2. Dívida recorde e risco fiscal
A crise política se soma a uma grave restrição fiscal. De acordo com a emissora britânica BBCo custo anual da dívida pública francesa é de 67 mil milhões de euros em 2025 – mais do que o orçamento de quase todos os ministérios. A dívida total ultrapassa os 3 biliões de euros, o equivalente a 114% do PIB.
A agência Fitch baixou a classificação de crédito da França e os economistas alertaram o país para o risco do país necessitar de ajuda do Fundo Monetário Internacional (FMI).
As recentes tendências de ajuste fiscal fracassaram. O ex-primeiro-ministro François Bayrou caiu depois de propor cortes de 44 mil milhões de euros no orçamento para 2026 – um sinal, segundo analistas, de que o sistema político francês está paralisado.
3. Greves e protestos generalizados
O clima de insatisfação já se manteve pelas ruas. Em setembro, o Departamento de Estado dos Estados Unidos emitiu um alerta de segurança para turistas americanos, alertando para o “alto risco de confrontos violentos” entre manifestantes e a polícia francesa.
UM Semana de notícias relata que mais de 80 mil agentes já foram mobilizados para conter os recorrentes protestos na França contra cortes sociais, alta de impostos e estagnação salarial. As manifestações ocorreram praticamente todos os meses em diferentes estados, sendo convocadas por vários setores. O jurista, historiador e economista Nicolas Baverez disse à BBC que “a França está paralisada por caos, impotência e dívida”.
4. Desconfiança nas instituições e crise democrática
O colapso político e econômico piorou a confiança pública. O jornal Le Monde revelou que 96% dos franceses estão atualmente insatisfeitos com o estado do país e 90% acreditam que a França está em declínio.
A pesquisa French Fractures 2025 mostrou que 42% dos jovens franceses consideram que “outro sistema político seria tão bom quanto a democracia”. O jornal classificou o cenário como “uma crise democrática em plena maturação”, com o Parlamento enfraquecido e o Executivo cada vez mais isolado.
5. Crise migratória e aumento do fluxo de imigrantes ilegais
Uma política de migração é outro problema na França. De acordo com análise do autor britânico Gavin Mortimer na revista O espectadoro país já ultrapassou a Alemanha como principal destino europeu de requerentes de asilo no primeiro trimestre de 2025, com mais de 40 mil transações registradas.

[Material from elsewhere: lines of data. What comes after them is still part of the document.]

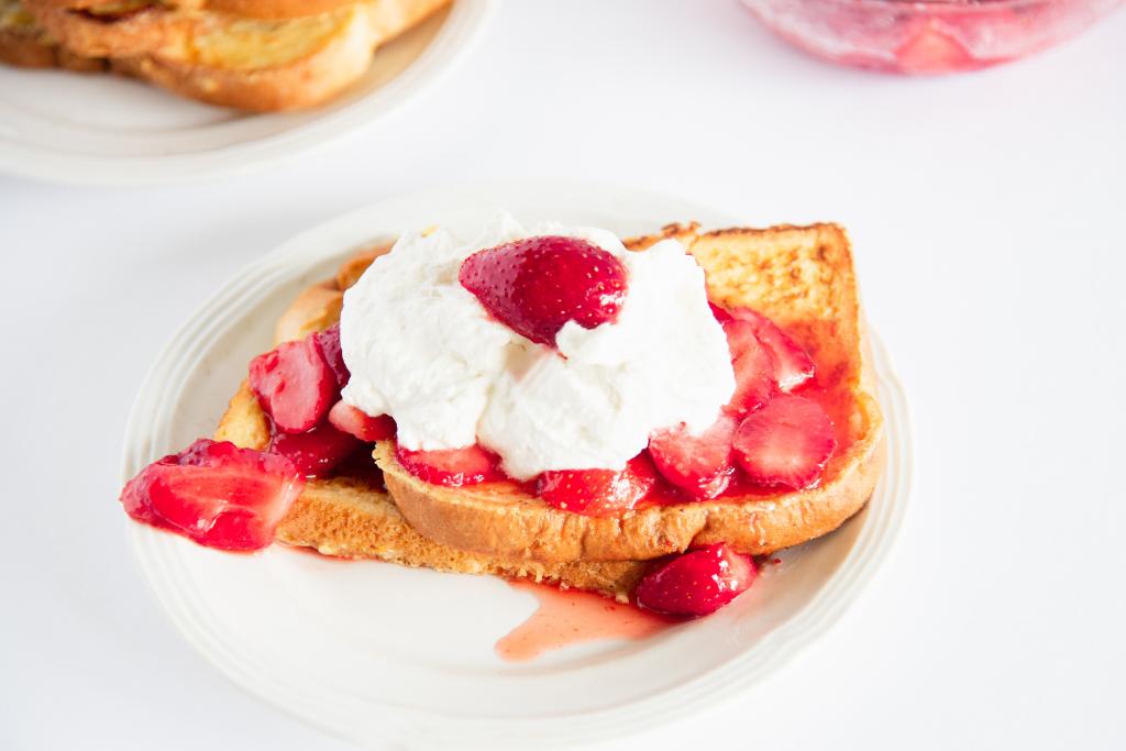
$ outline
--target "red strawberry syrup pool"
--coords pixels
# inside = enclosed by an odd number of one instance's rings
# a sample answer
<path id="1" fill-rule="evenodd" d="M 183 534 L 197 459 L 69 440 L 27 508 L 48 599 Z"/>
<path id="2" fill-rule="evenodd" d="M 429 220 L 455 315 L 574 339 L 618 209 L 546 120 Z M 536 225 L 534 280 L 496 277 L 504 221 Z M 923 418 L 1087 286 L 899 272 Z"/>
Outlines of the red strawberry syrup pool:
<path id="1" fill-rule="evenodd" d="M 508 662 L 526 662 L 583 642 L 647 638 L 678 623 L 592 592 L 563 591 L 527 581 L 509 584 L 535 594 L 539 607 L 497 642 L 497 654 Z"/>

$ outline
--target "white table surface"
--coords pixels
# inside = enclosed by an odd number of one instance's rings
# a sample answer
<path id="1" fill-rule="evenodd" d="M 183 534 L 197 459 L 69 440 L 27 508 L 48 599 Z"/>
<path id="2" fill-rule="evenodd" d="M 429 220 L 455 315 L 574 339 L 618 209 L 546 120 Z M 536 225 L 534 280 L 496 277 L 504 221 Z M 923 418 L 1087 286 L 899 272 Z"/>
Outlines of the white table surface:
<path id="1" fill-rule="evenodd" d="M 521 177 L 844 223 L 914 409 L 912 506 L 856 607 L 768 683 L 614 748 L 1126 746 L 1124 140 L 1126 11 L 920 80 L 806 59 L 731 0 L 521 1 L 378 133 L 298 162 L 160 189 L 0 178 L 0 748 L 351 748 L 158 611 L 114 500 L 126 413 L 170 333 L 292 234 Z"/>

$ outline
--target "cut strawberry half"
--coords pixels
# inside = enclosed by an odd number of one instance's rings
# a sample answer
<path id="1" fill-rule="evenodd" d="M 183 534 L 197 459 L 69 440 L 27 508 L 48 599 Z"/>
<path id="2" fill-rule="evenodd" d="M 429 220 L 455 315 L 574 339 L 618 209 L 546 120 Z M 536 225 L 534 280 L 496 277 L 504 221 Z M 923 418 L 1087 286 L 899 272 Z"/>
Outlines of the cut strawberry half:
<path id="1" fill-rule="evenodd" d="M 269 450 L 293 462 L 301 474 L 323 477 L 359 446 L 355 437 L 324 422 L 306 432 L 274 433 Z"/>
<path id="2" fill-rule="evenodd" d="M 390 414 L 370 417 L 351 404 L 337 402 L 329 410 L 329 422 L 337 430 L 356 436 L 366 444 L 395 437 L 395 421 Z"/>
<path id="3" fill-rule="evenodd" d="M 304 484 L 285 457 L 204 438 L 142 470 L 120 500 L 134 519 L 200 545 L 257 551 L 274 542 Z"/>
<path id="4" fill-rule="evenodd" d="M 578 238 L 527 238 L 477 251 L 457 278 L 494 319 L 549 347 L 568 321 L 593 329 L 616 320 L 626 295 L 622 261 Z"/>
<path id="5" fill-rule="evenodd" d="M 536 494 L 548 506 L 584 516 L 628 511 L 656 484 L 656 468 L 642 452 L 626 468 L 552 470 L 539 475 Z"/>
<path id="6" fill-rule="evenodd" d="M 337 377 L 314 337 L 287 341 L 250 361 L 250 387 L 283 432 L 305 432 L 332 406 Z"/>
<path id="7" fill-rule="evenodd" d="M 731 315 L 750 323 L 754 336 L 770 350 L 779 391 L 789 393 L 813 377 L 813 358 L 774 321 L 749 307 L 734 307 Z"/>
<path id="8" fill-rule="evenodd" d="M 743 420 L 734 448 L 739 465 L 759 485 L 801 490 L 816 484 L 837 438 L 820 404 L 779 394 Z"/>
<path id="9" fill-rule="evenodd" d="M 419 480 L 447 488 L 475 485 L 501 477 L 497 457 L 476 445 L 436 452 L 411 452 L 396 446 L 395 458 Z"/>
<path id="10" fill-rule="evenodd" d="M 739 417 L 770 401 L 775 391 L 774 358 L 754 336 L 751 322 L 732 319 L 723 324 L 723 331 L 735 372 L 735 393 L 723 409 Z"/>
<path id="11" fill-rule="evenodd" d="M 748 555 L 716 543 L 679 555 L 637 583 L 637 605 L 670 616 L 696 618 L 715 613 L 754 582 L 758 569 Z"/>
<path id="12" fill-rule="evenodd" d="M 697 436 L 681 424 L 653 433 L 649 453 L 658 472 L 670 483 L 692 498 L 715 498 L 731 482 L 731 441 L 738 427 L 730 414 L 721 414 L 715 424 Z"/>
<path id="13" fill-rule="evenodd" d="M 315 332 L 313 340 L 321 349 L 321 357 L 324 358 L 329 368 L 332 369 L 332 375 L 337 377 L 337 390 L 347 386 L 348 381 L 351 379 L 351 373 L 348 372 L 348 366 L 345 365 L 345 354 L 340 348 L 340 324 L 333 323 L 324 331 Z"/>

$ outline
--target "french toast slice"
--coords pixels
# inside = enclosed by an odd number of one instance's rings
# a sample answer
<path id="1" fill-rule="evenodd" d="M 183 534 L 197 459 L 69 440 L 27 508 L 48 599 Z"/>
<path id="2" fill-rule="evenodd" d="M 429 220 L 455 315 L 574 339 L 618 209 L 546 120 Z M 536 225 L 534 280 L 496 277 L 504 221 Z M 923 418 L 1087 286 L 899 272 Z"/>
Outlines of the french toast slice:
<path id="1" fill-rule="evenodd" d="M 647 560 L 717 542 L 760 555 L 832 531 L 864 507 L 884 464 L 883 419 L 844 231 L 832 224 L 715 232 L 674 225 L 627 245 L 641 251 L 664 236 L 677 236 L 704 267 L 711 299 L 769 316 L 812 355 L 838 433 L 820 484 L 582 516 L 512 482 L 429 484 L 399 464 L 393 440 L 381 441 L 376 464 L 414 529 L 458 549 L 544 563 Z"/>
<path id="2" fill-rule="evenodd" d="M 345 261 L 336 279 L 313 285 L 278 320 L 275 343 L 302 339 L 340 316 L 342 290 L 390 244 L 381 243 Z M 265 449 L 270 441 L 266 414 L 243 382 L 215 430 L 215 440 Z M 309 480 L 277 528 L 277 539 L 325 555 L 377 558 L 455 573 L 491 573 L 600 592 L 626 601 L 646 570 L 638 561 L 540 563 L 452 548 L 420 535 L 384 490 L 374 463 L 324 480 Z"/>
<path id="3" fill-rule="evenodd" d="M 340 93 L 368 69 L 377 46 L 449 0 L 363 0 L 282 19 L 172 9 L 146 0 L 99 6 L 98 14 L 55 0 L 24 2 L 70 56 L 108 59 L 116 72 L 200 101 L 279 111 Z"/>

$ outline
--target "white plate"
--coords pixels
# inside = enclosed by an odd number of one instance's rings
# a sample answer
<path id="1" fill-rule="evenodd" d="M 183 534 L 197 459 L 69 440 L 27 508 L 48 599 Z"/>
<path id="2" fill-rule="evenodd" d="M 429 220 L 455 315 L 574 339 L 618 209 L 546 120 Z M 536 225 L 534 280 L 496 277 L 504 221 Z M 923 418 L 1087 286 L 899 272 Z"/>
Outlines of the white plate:
<path id="1" fill-rule="evenodd" d="M 254 115 L 108 74 L 0 65 L 0 171 L 68 182 L 173 182 L 242 172 L 367 128 L 454 69 L 494 0 L 456 0 L 376 50 L 340 98 Z"/>
<path id="2" fill-rule="evenodd" d="M 503 207 L 622 234 L 667 222 L 738 223 L 662 196 L 521 182 L 412 195 L 315 227 L 244 269 L 158 358 L 129 417 L 123 482 L 209 435 L 275 319 L 349 249 L 441 223 L 473 232 Z M 784 218 L 784 217 L 783 217 Z M 347 737 L 540 748 L 627 733 L 759 681 L 824 633 L 885 557 L 911 477 L 908 408 L 875 341 L 887 470 L 867 509 L 829 537 L 785 553 L 731 607 L 643 642 L 604 641 L 506 663 L 498 638 L 533 610 L 500 579 L 274 546 L 208 551 L 131 525 L 161 605 L 200 653 L 248 691 Z"/>

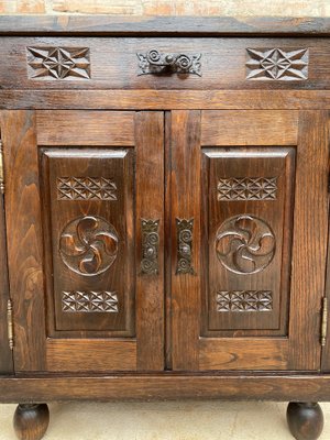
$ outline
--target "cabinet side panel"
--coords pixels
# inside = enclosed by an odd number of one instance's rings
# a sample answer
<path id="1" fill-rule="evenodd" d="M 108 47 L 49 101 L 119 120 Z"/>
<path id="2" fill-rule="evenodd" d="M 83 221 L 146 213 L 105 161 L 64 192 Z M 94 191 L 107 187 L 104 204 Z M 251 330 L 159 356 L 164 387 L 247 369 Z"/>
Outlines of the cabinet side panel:
<path id="1" fill-rule="evenodd" d="M 299 114 L 289 324 L 293 370 L 320 369 L 320 309 L 328 238 L 328 112 Z"/>
<path id="2" fill-rule="evenodd" d="M 1 129 L 0 113 L 0 129 Z M 7 240 L 3 196 L 0 194 L 0 373 L 13 370 L 12 352 L 8 343 L 7 304 L 9 299 Z"/>
<path id="3" fill-rule="evenodd" d="M 4 111 L 8 264 L 16 371 L 45 369 L 45 304 L 35 114 Z"/>

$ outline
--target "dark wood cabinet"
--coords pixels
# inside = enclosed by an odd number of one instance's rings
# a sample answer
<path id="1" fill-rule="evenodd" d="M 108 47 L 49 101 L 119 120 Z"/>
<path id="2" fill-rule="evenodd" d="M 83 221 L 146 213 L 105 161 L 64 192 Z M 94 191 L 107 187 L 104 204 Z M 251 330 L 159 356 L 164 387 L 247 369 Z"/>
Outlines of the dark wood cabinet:
<path id="1" fill-rule="evenodd" d="M 11 16 L 0 34 L 0 400 L 19 438 L 42 438 L 44 402 L 219 397 L 290 400 L 294 437 L 316 439 L 329 20 Z"/>

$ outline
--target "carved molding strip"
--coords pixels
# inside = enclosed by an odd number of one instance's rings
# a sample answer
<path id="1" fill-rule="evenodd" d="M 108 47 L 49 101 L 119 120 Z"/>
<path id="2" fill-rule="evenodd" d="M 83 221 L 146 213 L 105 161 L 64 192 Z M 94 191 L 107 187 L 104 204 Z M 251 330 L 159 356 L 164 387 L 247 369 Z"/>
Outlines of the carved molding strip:
<path id="1" fill-rule="evenodd" d="M 58 200 L 117 200 L 117 185 L 106 177 L 58 177 Z"/>
<path id="2" fill-rule="evenodd" d="M 158 273 L 160 220 L 141 219 L 142 260 L 141 274 Z"/>
<path id="3" fill-rule="evenodd" d="M 218 182 L 218 200 L 276 200 L 277 177 L 229 177 Z"/>
<path id="4" fill-rule="evenodd" d="M 193 229 L 194 219 L 176 219 L 177 265 L 176 275 L 195 275 L 193 267 Z"/>
<path id="5" fill-rule="evenodd" d="M 90 79 L 88 47 L 28 47 L 31 79 Z"/>
<path id="6" fill-rule="evenodd" d="M 59 238 L 59 255 L 73 272 L 99 275 L 117 258 L 118 234 L 112 224 L 97 216 L 70 221 Z"/>
<path id="7" fill-rule="evenodd" d="M 218 229 L 216 252 L 218 260 L 235 274 L 263 271 L 275 255 L 275 235 L 271 227 L 249 215 L 227 219 Z"/>
<path id="8" fill-rule="evenodd" d="M 308 78 L 308 48 L 246 48 L 246 79 L 305 80 Z"/>
<path id="9" fill-rule="evenodd" d="M 138 53 L 136 55 L 140 68 L 138 76 L 166 73 L 194 74 L 201 76 L 201 54 L 162 54 L 157 50 L 152 48 L 146 54 Z"/>
<path id="10" fill-rule="evenodd" d="M 69 312 L 118 312 L 118 296 L 114 292 L 72 290 L 62 294 L 62 310 Z"/>
<path id="11" fill-rule="evenodd" d="M 217 311 L 270 311 L 273 309 L 271 290 L 219 290 Z"/>

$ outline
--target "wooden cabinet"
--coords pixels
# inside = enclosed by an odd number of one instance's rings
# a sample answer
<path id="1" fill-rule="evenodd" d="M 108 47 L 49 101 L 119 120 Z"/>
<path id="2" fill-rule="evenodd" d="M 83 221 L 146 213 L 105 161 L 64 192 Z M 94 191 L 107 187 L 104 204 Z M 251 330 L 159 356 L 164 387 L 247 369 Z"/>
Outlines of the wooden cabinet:
<path id="1" fill-rule="evenodd" d="M 295 438 L 318 438 L 329 21 L 105 20 L 0 18 L 19 438 L 44 435 L 43 402 L 180 397 L 287 399 Z"/>

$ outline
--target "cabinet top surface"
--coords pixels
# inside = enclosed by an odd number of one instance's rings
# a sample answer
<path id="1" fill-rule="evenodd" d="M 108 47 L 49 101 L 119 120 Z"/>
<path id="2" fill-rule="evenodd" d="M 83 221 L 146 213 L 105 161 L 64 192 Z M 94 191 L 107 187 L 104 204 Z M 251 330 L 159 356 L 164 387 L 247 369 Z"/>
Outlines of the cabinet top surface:
<path id="1" fill-rule="evenodd" d="M 0 35 L 330 35 L 330 18 L 0 15 Z"/>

Em 2023, a França concedeu 323.260 autorizações de residência a imigrantes não europeus, um recorde de 40% a mais do que em 2016, um ano antes de Macron chegar ao poder.
O think tank Fondapol afirmou que “França pode agora ser considerada o país mais permissivo da União Europeia quando se trata de asilo e imigração”, lembrando que cada requerente sem residência em centros de alojamento recebe 426 euros por mês e que o programa de assistência médica gratuita a imigrates custou 1,2 bilhões de euros ao Estado no último ano.
Fortalecimento da direita
A crise sob Macron tem um vencedor claro: a direita francesa. Segundo a análise do jornal Tempos Financeiros“a instabilidade francesa tem um beneficiário: Marine Le Pen e o partido Reunião Nacional”.
A Reunião Nacional, que tem Le Pen – que luta neste momento contra a ilegibilidade – como seu principal representante, tem pressionados – assim como representantes da extrema-esquerda – Macron a convocar eleições gerais antecipadas, algo que o presidente francês se recusa a fazer.
Le Pen diz que sua legenda “não pede eleições por conveniência, mas para tirar o país do impasse mortal que vive”. A investigação mostra que o partido de direita tem atualmente 34% das intenções de voto, liderando praticamente todos os cenários, enquanto o bloco centrista de Macron caiu para menos de 15%.
O analista Jean-Yves Camus, do Instituto de Relações Internacionais e Estratégicas (IRIS), disse que Tempos Financeiros que a crise sob Macron alimenta “a sensação de uma política desconectada do povo”, ou que hiudado a Reunião Nacional a se apresentar como o veredido agente de muñeca no país.